Averaged FR velocity was approximately 27% greater than BR across all prescribed target intensities, however, consistency of selecting velocity within the relative speed zones (slow, moderate, fast) was similar. These velocity differences are in line with previous findings which demonstrated that submaximal and maximal running velocities during BR are, on average, 70% of FR velocity in adults [33]. Differences in velocity may be expected between the two running directions as the human body has evolved to run forwards and the lower limb joints are mechanically constrained by skeletal and soft tissue [34]. While BR appears to be less efficient at utilizing eccentric energy during the stretch-shorten cycle [35], this does not explain the similar consistencies achieved between the two running directions.
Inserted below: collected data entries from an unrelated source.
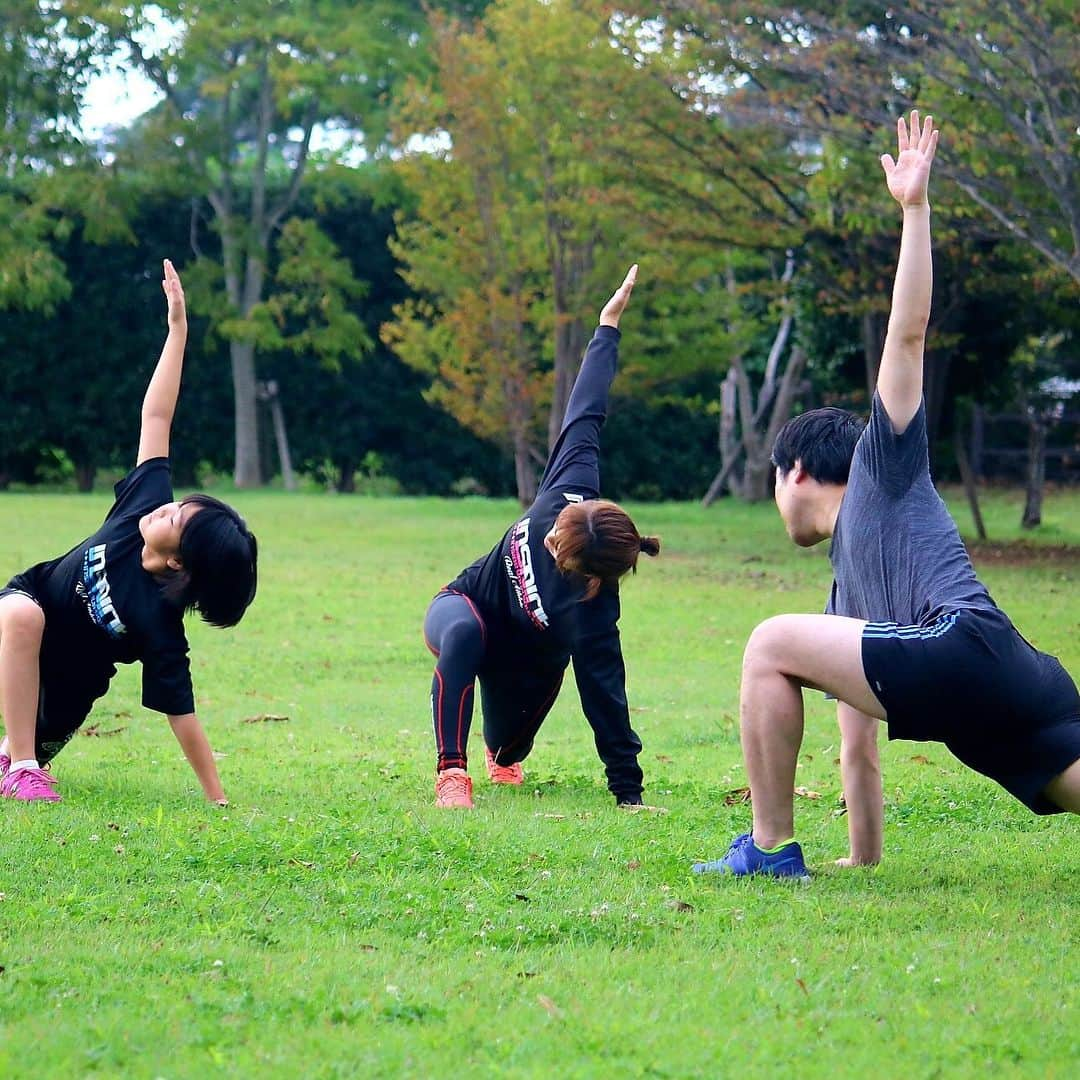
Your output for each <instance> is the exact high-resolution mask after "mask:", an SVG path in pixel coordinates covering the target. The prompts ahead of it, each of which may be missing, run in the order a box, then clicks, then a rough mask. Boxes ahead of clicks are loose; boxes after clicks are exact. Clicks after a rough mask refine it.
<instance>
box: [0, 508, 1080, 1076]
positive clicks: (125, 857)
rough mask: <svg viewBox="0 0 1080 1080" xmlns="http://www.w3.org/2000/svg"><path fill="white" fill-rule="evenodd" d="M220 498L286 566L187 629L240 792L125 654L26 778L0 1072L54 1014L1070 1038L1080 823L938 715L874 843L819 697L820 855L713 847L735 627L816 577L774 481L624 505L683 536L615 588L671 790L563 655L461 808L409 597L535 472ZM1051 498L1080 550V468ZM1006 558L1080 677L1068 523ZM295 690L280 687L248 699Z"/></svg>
mask: <svg viewBox="0 0 1080 1080" xmlns="http://www.w3.org/2000/svg"><path fill="white" fill-rule="evenodd" d="M229 498H230V500H231V501H234V502H235V504H237V505H238V508H239V509H240V511H241V512H242V513H243V514H244V515H245V517H246V518H247V521H248V522H249V523H251V524H252V526H253V528H254V529H255V530H256V532H257V534H258V536H259V539H260V546H261V548H262V551H264V553H265V555H264V561H262V580H261V582H260V591H259V596H258V598H257V599H256V602H255V604H254V605H253V607H252V609H251V610H249V612H248V613H247V616H246V617H245V619H244V621H243V622H242V623H241V625H240V626H238V627H237V629H235V630H234V631H230V632H225V633H222V632H220V631H215V630H213V629H211V627H207V626H205V625H203V624H201V623H199V621H198V620H193V621H192V622H191V623H190V625H189V631H190V636H191V639H192V660H193V671H194V676H195V683H197V692H198V700H199V707H200V714H201V718H202V719H203V721H204V723H205V725H206V727H207V730H208V732H210V737H211V740H212V742H213V744H214V747H215V750H216V751H217V752H218V753H219V754H220V755H221V756H220V759H219V761H218V766H219V769H220V771H221V774H222V778H224V781H225V784H226V788H227V791H228V792H229V795H230V797H231V799H232V806H231V807H230V808H229V809H228V810H227V811H225V812H221V811H218V810H216V809H215V808H213V807H210V806H206V805H204V804H203V802H202V801H201V800H200V798H199V795H198V792H197V786H195V783H194V780H193V778H192V775H191V773H190V770H189V769H188V767H187V765H186V762H185V761H184V759H183V755H181V754H180V753H179V750H178V747H177V746H176V744H175V741H174V740H173V739H172V735H171V733H170V731H168V728H167V725H165V724H164V723H163V721H162V719H161V718H160V717H159V716H158V715H157V714H151V713H148V712H146V711H144V710H141V707H140V705H139V692H140V691H139V677H138V672H137V670H136V669H134V667H122V669H121V671H120V673H119V674H118V676H117V678H116V679H114V683H113V687H112V689H111V691H110V693H109V696H108V697H107V698H105V699H104V700H103V701H102V702H100V703H99V704H98V707H97V708H96V711H95V713H94V715H93V716H92V717H91V720H90V725H91V727H90V728H89V729H84V730H94V731H96V735H91V737H86V735H79V737H77V738H76V739H75V740H73V741H72V743H71V744H70V745H69V746H68V747H67V748H66V750H65V751H64V752H63V754H60V755H59V757H58V758H57V759H56V765H55V768H56V773H57V775H58V778H59V781H60V791H62V792H63V794H64V798H65V801H64V802H63V804H60V805H59V806H56V807H21V806H17V805H15V804H5V805H4V812H5V818H4V822H5V826H4V827H5V839H6V840H8V842H9V847H8V848H5V850H9V851H10V850H15V849H17V852H18V858H17V860H12V859H8V860H6V861H5V863H4V866H3V868H2V869H0V893H2V899H0V912H2V919H0V967H2V968H3V969H4V970H3V972H2V974H0V1015H2V1016H3V1035H4V1038H3V1039H2V1040H0V1072H3V1074H4V1075H9V1074H15V1072H17V1071H18V1070H19V1068H21V1066H22V1065H23V1064H24V1063H25V1061H26V1054H25V1047H26V1045H27V1044H30V1045H42V1047H48V1053H46V1054H41V1055H38V1057H36V1059H35V1061H36V1066H35V1067H36V1069H37V1071H38V1074H39V1075H41V1076H42V1077H45V1078H54V1077H55V1078H67V1077H72V1076H83V1075H93V1074H98V1075H100V1076H132V1077H151V1076H167V1077H171V1078H177V1080H180V1078H189V1077H190V1078H192V1080H194V1078H205V1077H219V1076H220V1077H226V1076H229V1077H232V1076H252V1075H261V1076H267V1077H300V1076H302V1077H314V1078H320V1080H324V1078H325V1080H330V1078H341V1077H350V1076H357V1075H363V1076H370V1077H386V1078H391V1077H402V1076H413V1077H424V1076H442V1075H445V1072H446V1069H447V1062H448V1061H453V1063H454V1069H455V1071H456V1072H457V1074H458V1075H461V1076H465V1077H472V1076H476V1077H487V1076H500V1077H503V1076H505V1077H512V1078H523V1080H524V1078H532V1077H538V1076H550V1075H551V1074H552V1071H553V1070H554V1071H556V1072H557V1075H558V1076H559V1077H567V1078H573V1080H592V1078H595V1077H600V1076H610V1075H612V1074H616V1075H625V1076H627V1077H650V1076H651V1077H670V1078H684V1077H713V1076H717V1075H718V1074H723V1075H730V1076H733V1077H739V1076H747V1077H791V1076H800V1077H801V1076H812V1075H814V1074H815V1072H816V1071H820V1070H821V1069H822V1068H823V1067H827V1068H828V1070H829V1072H832V1074H834V1075H836V1076H837V1077H853V1078H854V1077H864V1076H867V1075H872V1076H882V1077H901V1076H903V1077H906V1076H912V1075H918V1076H929V1075H932V1074H934V1072H937V1074H940V1075H942V1076H975V1075H978V1076H983V1075H988V1076H993V1075H995V1074H1000V1075H1002V1076H1031V1077H1052V1076H1055V1075H1056V1076H1059V1075H1063V1069H1065V1067H1066V1066H1067V1063H1068V1062H1069V1061H1072V1059H1074V1058H1075V1057H1076V1055H1077V1051H1078V1042H1077V1029H1076V1024H1075V1015H1074V1011H1075V1005H1074V1002H1075V999H1076V987H1075V982H1076V980H1075V972H1076V970H1077V964H1078V962H1080V943H1078V941H1077V936H1076V933H1075V907H1074V905H1072V899H1074V896H1075V883H1076V866H1077V864H1078V860H1080V832H1078V829H1077V823H1076V821H1075V820H1064V819H1061V818H1058V819H1037V818H1034V816H1031V815H1030V814H1028V813H1027V812H1026V811H1025V810H1024V809H1023V808H1022V807H1020V806H1018V805H1017V804H1015V802H1014V801H1013V800H1011V799H1010V798H1009V797H1008V796H1005V795H1004V794H1003V793H1001V792H1000V791H999V789H998V788H996V787H995V785H993V784H991V783H989V782H988V781H986V780H984V779H982V778H978V777H976V775H974V774H973V773H971V772H970V771H968V770H966V769H964V768H963V767H962V766H960V765H959V764H958V762H957V761H955V760H954V759H953V758H951V757H950V756H949V755H948V754H947V753H946V752H945V751H944V750H943V748H942V747H941V746H939V745H936V744H920V745H914V744H912V743H903V742H894V743H885V741H883V740H882V747H881V754H882V771H883V778H885V787H886V799H887V806H886V834H885V835H886V855H885V861H883V863H882V864H881V866H880V867H879V868H877V869H874V870H841V869H838V868H836V867H834V866H833V865H832V860H833V859H834V858H836V856H837V855H839V854H842V853H843V852H845V851H846V828H847V826H846V818H845V816H843V815H842V814H840V813H838V810H839V807H838V794H839V779H838V769H837V767H836V765H835V758H836V757H837V746H838V741H837V738H838V737H837V732H836V721H835V708H832V707H831V706H829V704H828V703H826V702H824V701H823V700H822V697H821V696H820V694H808V717H807V734H806V743H805V746H804V753H802V755H801V757H800V762H799V771H798V784H799V785H800V786H802V787H805V788H807V789H808V791H810V792H815V793H820V796H821V797H820V798H816V799H814V798H811V797H809V796H808V797H801V798H799V799H798V800H797V802H798V806H797V810H796V822H797V828H798V835H799V837H800V839H801V841H802V843H804V846H805V849H806V851H807V858H808V860H809V862H810V864H811V868H812V870H813V874H814V879H813V881H812V882H811V885H810V886H809V887H807V888H796V889H791V888H782V887H778V885H777V883H775V882H739V883H731V882H728V883H720V882H704V881H700V880H697V879H694V878H692V877H691V876H690V874H689V864H690V862H691V861H693V860H694V859H697V858H701V856H708V858H712V856H715V855H716V854H718V853H720V852H721V851H723V849H724V848H725V847H726V846H727V843H728V841H729V840H730V838H731V836H732V835H734V834H735V833H737V832H742V831H743V829H744V828H745V826H746V824H747V822H748V810H747V808H746V806H745V805H744V804H740V802H738V801H735V802H734V805H729V801H731V800H737V799H738V795H737V794H732V793H734V792H737V789H738V788H740V787H742V786H743V785H744V772H743V771H742V769H741V752H740V747H739V742H738V727H737V724H738V721H737V700H738V680H739V667H740V657H741V651H742V646H743V644H744V642H745V639H746V636H747V635H748V633H750V631H751V629H752V627H753V625H754V624H755V623H756V622H757V621H758V620H760V619H764V618H766V617H768V616H769V615H772V613H775V612H777V611H780V610H818V609H820V607H821V603H822V600H823V598H824V596H825V595H826V592H827V589H828V582H829V576H828V567H827V563H826V561H825V557H824V552H823V551H821V550H815V551H801V550H796V549H795V548H794V546H793V545H792V544H791V543H789V542H788V540H787V538H786V536H785V535H784V532H783V528H782V527H781V525H780V523H779V521H778V518H777V516H775V511H774V510H773V509H772V508H770V507H744V505H739V504H731V503H730V502H728V503H725V504H724V505H723V507H719V508H714V509H713V510H711V511H707V512H706V511H701V510H700V509H698V508H694V507H685V505H666V507H643V505H635V507H633V508H632V511H633V513H634V515H635V519H636V521H637V522H638V523H639V524H640V525H642V526H643V528H645V529H646V530H647V531H649V532H657V534H660V535H661V536H662V538H663V542H664V552H663V554H662V555H661V557H660V558H658V559H656V561H652V559H649V561H647V562H646V561H643V563H645V565H643V566H642V567H640V568H639V571H638V573H637V575H636V576H635V577H634V578H633V579H632V580H631V581H629V582H626V584H625V586H624V588H623V616H622V620H621V630H622V640H623V649H624V652H625V656H626V665H627V672H629V675H630V686H629V693H630V703H631V705H632V708H633V714H632V715H633V721H634V726H635V729H636V730H637V731H638V732H639V734H640V737H642V739H643V743H644V746H645V751H644V753H643V756H642V760H643V766H644V768H645V772H646V783H647V785H648V786H647V793H648V796H649V798H650V799H651V800H653V801H656V802H659V804H660V805H662V806H664V807H666V809H667V811H669V812H667V813H666V814H662V815H648V814H637V815H624V814H622V813H620V812H617V811H616V810H615V808H613V806H612V805H611V800H610V797H609V796H608V794H607V792H606V789H605V786H604V778H603V771H602V767H600V764H599V761H598V760H597V758H596V755H595V752H594V748H593V745H592V738H591V734H590V731H589V728H588V725H586V724H585V721H584V719H583V718H582V716H581V713H580V708H579V706H578V703H577V700H576V693H575V690H573V686H572V680H568V685H567V686H566V688H565V689H564V691H563V693H562V696H561V698H559V701H558V702H557V704H556V707H555V710H554V712H553V713H552V715H551V716H550V717H549V719H548V720H546V721H545V724H544V726H543V728H542V730H541V731H540V734H539V737H538V739H537V744H536V748H535V751H534V752H532V754H531V755H530V757H529V758H528V759H527V761H526V771H527V784H526V786H525V787H524V788H519V789H514V791H508V789H499V788H492V787H491V786H489V785H488V784H487V782H486V780H485V779H483V766H482V765H481V766H480V768H476V767H475V766H474V768H473V772H474V775H475V779H476V796H477V809H476V810H475V811H474V812H472V813H471V814H463V813H462V814H458V813H448V812H443V811H436V810H435V809H434V807H433V806H432V805H431V804H432V801H433V792H432V767H433V745H432V742H433V741H432V737H431V730H430V719H429V706H428V694H429V691H430V687H431V662H432V661H431V657H430V654H429V653H428V652H427V650H426V649H424V648H423V644H422V642H421V638H420V622H421V619H422V613H423V610H424V606H426V605H427V603H428V600H429V599H430V597H431V595H432V593H434V591H435V590H436V589H437V588H440V586H441V585H442V584H444V583H445V581H446V580H447V579H448V578H450V577H451V576H453V575H454V573H456V572H457V571H458V570H459V569H460V568H461V567H462V566H463V565H465V564H467V563H468V562H469V561H470V559H472V558H473V557H475V555H477V554H478V553H480V552H482V551H484V550H486V549H487V548H488V546H489V545H490V544H491V543H494V541H495V539H496V538H497V537H498V536H499V534H500V531H501V530H502V529H503V528H504V527H505V525H507V524H508V523H509V522H510V521H512V519H513V516H514V512H515V508H514V504H513V503H512V502H511V501H510V500H504V501H499V502H494V501H482V500H469V501H464V502H461V501H459V502H446V501H440V500H419V499H408V500H389V499H387V500H383V499H369V500H367V499H365V500H356V499H340V498H333V497H311V496H300V497H285V496H283V495H282V494H280V492H266V494H262V492H260V494H258V495H253V494H249V492H239V494H234V495H233V494H230V495H229ZM950 501H951V502H953V505H954V507H957V505H958V503H957V502H956V501H955V500H953V499H950ZM1015 502H1016V500H1013V504H1012V505H1010V500H1009V498H1008V497H1005V496H996V497H995V498H994V499H991V500H990V504H989V505H988V507H987V508H986V510H987V513H988V516H989V518H990V530H991V534H995V532H996V530H997V529H999V528H1000V529H1002V530H1004V529H1009V530H1010V531H1009V534H1008V535H1009V536H1015V535H1016V532H1017V531H1018V530H1017V529H1016V519H1017V518H1018V512H1017V507H1016V504H1015ZM106 505H107V499H104V498H100V497H98V498H95V499H85V498H77V497H73V496H67V497H56V496H39V495H35V496H18V497H12V496H0V517H2V519H3V521H4V522H9V523H18V527H17V528H5V529H3V530H2V531H0V562H2V563H3V564H4V565H5V566H8V567H9V569H10V570H14V569H19V568H22V567H24V566H26V565H28V564H29V563H31V562H33V561H36V559H38V558H41V557H43V556H45V555H49V554H54V553H57V552H59V551H63V550H65V549H66V548H67V546H68V545H69V544H70V542H71V541H72V540H73V539H75V538H76V537H78V536H81V535H85V534H86V532H89V531H90V530H91V529H92V528H94V527H95V526H96V524H97V523H98V522H99V521H100V517H102V514H103V513H104V511H105V509H106ZM1047 517H1048V521H1049V523H1050V525H1049V526H1048V527H1049V528H1052V529H1054V530H1056V538H1057V542H1059V543H1069V544H1071V545H1072V551H1074V553H1075V551H1076V550H1077V545H1078V544H1080V524H1078V523H1080V507H1078V504H1077V499H1076V496H1075V495H1072V496H1057V497H1055V498H1052V499H1050V500H1049V501H1048V505H1047ZM433 539H434V540H435V541H436V542H433ZM980 569H981V571H982V572H983V573H984V576H985V579H986V581H987V583H988V585H989V588H990V589H991V591H993V593H994V595H995V597H996V598H997V599H998V600H999V602H1000V603H1001V604H1002V606H1003V607H1004V609H1005V610H1007V611H1009V613H1010V615H1011V616H1012V617H1013V618H1014V619H1015V620H1016V621H1017V624H1018V625H1020V627H1021V629H1022V630H1023V632H1024V633H1025V634H1026V635H1027V636H1029V637H1030V638H1031V639H1032V640H1034V642H1035V643H1036V644H1037V645H1038V646H1039V647H1040V648H1044V649H1049V650H1051V651H1054V652H1057V653H1059V654H1061V656H1062V658H1063V661H1064V663H1065V664H1066V666H1067V667H1069V669H1070V670H1071V671H1072V672H1076V671H1077V670H1078V666H1080V651H1078V644H1080V643H1078V639H1077V635H1076V633H1075V624H1076V605H1077V599H1076V597H1077V589H1076V577H1077V564H1076V562H1075V557H1074V558H1072V561H1068V559H1066V558H1062V557H1058V558H1057V559H1056V561H1055V559H1053V558H1049V557H1048V558H1044V559H1042V561H1039V559H1038V558H1037V557H1032V558H1031V559H1030V562H1029V563H1028V565H1023V566H1022V565H1011V564H1010V559H1009V558H1008V557H989V558H988V559H987V561H986V562H985V563H983V564H981V565H980ZM267 715H279V716H286V717H288V719H287V720H285V721H278V723H275V721H268V720H261V721H259V720H256V721H253V723H244V721H245V720H247V719H249V718H257V717H265V716H267ZM94 726H96V727H94ZM478 728H480V725H478V723H477V725H476V726H475V728H474V730H473V733H472V739H471V742H470V747H471V750H472V752H473V759H474V760H475V761H476V762H477V764H478V762H480V760H481V756H480V754H478V753H477V752H478V748H480V740H481V732H480V729H478ZM41 811H44V812H41ZM28 867H29V869H31V870H32V873H30V872H29V870H28V869H27V868H28ZM747 1032H754V1037H747ZM765 1032H767V1034H768V1037H765ZM21 1040H22V1041H21ZM1066 1072H1067V1070H1066Z"/></svg>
As both running directions corrected velocity at the slowest intensity by becoming slower and moderate and fast velocities became faster between trials 1–2, how the inconsistencies in movement were resolved appears dependent on the speed of movement, rather than the running direction. According to motor programming theories and arguments of some researchers, each direction of movement is modulated by the same spinal neural network and modifications in one direction of locomotion may transfer to the other [19]. Theories of control models may help explain the current findings, yet current models are incomplete and contention exists around how each direction of running is accomplished [36].
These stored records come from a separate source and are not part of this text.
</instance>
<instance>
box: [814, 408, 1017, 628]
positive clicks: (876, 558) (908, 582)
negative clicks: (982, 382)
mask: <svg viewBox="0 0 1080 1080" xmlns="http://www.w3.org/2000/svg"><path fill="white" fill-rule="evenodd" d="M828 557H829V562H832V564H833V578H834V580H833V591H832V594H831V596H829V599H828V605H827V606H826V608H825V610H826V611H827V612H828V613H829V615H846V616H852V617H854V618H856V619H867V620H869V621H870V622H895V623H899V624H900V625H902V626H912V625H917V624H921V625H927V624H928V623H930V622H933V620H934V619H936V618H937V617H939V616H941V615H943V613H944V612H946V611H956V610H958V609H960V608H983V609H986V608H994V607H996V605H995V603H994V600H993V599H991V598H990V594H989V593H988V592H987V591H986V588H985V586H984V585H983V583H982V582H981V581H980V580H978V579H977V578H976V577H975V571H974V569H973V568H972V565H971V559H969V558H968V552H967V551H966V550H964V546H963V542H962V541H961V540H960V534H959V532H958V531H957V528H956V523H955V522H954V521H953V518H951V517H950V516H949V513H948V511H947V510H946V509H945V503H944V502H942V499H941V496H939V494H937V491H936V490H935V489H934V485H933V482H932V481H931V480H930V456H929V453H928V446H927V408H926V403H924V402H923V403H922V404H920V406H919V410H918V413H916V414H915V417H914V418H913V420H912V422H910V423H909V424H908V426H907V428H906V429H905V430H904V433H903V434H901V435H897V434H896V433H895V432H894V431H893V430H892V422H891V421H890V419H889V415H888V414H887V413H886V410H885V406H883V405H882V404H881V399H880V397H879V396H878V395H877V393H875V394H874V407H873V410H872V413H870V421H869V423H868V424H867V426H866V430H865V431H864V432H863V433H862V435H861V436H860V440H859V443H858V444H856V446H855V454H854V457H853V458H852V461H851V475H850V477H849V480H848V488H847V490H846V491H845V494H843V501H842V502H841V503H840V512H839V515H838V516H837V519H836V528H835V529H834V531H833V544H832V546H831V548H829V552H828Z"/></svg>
Auto-regulating running velocity appears to be an important method for achieving target running intensities in athletic populations [7]. Understanding the consistency of performances between trials is essential for guiding exercise prescription and testing protocols. The present study identified that youth athletes can use autoregulation strategies to self-select a range of FR and BR speeds similarly in the absence of external cues. While the current study is limited to male athletes primarily post-PHV, it provides a focused understanding of gender- and maturity-specific performance for FR and BR at speeds used by practitioners and clinicians to prepare athletes for competition and progress back into their sport following injury. Knowing that greater differences in performance are experienced by less mature children when exposed to new stimuli compared to their more mature counterparts (e.g., adding resistance to FR) [37], scientists and practitioners would benefit from future investigations into the underlying mechanisms responsible for promoting motor control and the relationship between maturation and novel performance tasks in youth athletes.

5. Conclusions

This is the first study to investigate the ability of youth athletes to use autoregulation as a means to self-select running velocity based on prescribed target running intensities. Running at target intensities is an exercise method which can be used to enhance athletic performance or progress injured athletes back into their sport. Therefore, practitioners must be confident that athletes are capable of selecting the desired running intensities in the absence of external sensory feedback. The present research demonstrated that youth athletes are able to employ auto-regulated strategies to consistently attain prescribed target running intensities both forward (CV ≤ 4.33%; ICC ≥ 0.87) and backward (CV ≤ 3.82%; ICC ≥ 0.92) following ample familiarization. The findings of this reasearch can be used to improve training or rehabilitation strategies, enhance adaptations and confidently track running performances at target intensities based on the needs of the athlete or demands of the sport. We suggest that the athlete’s familiarity with using autoregulation to self-select running velocities be taken into account when prescribing target running intensities for high-school aged athletes.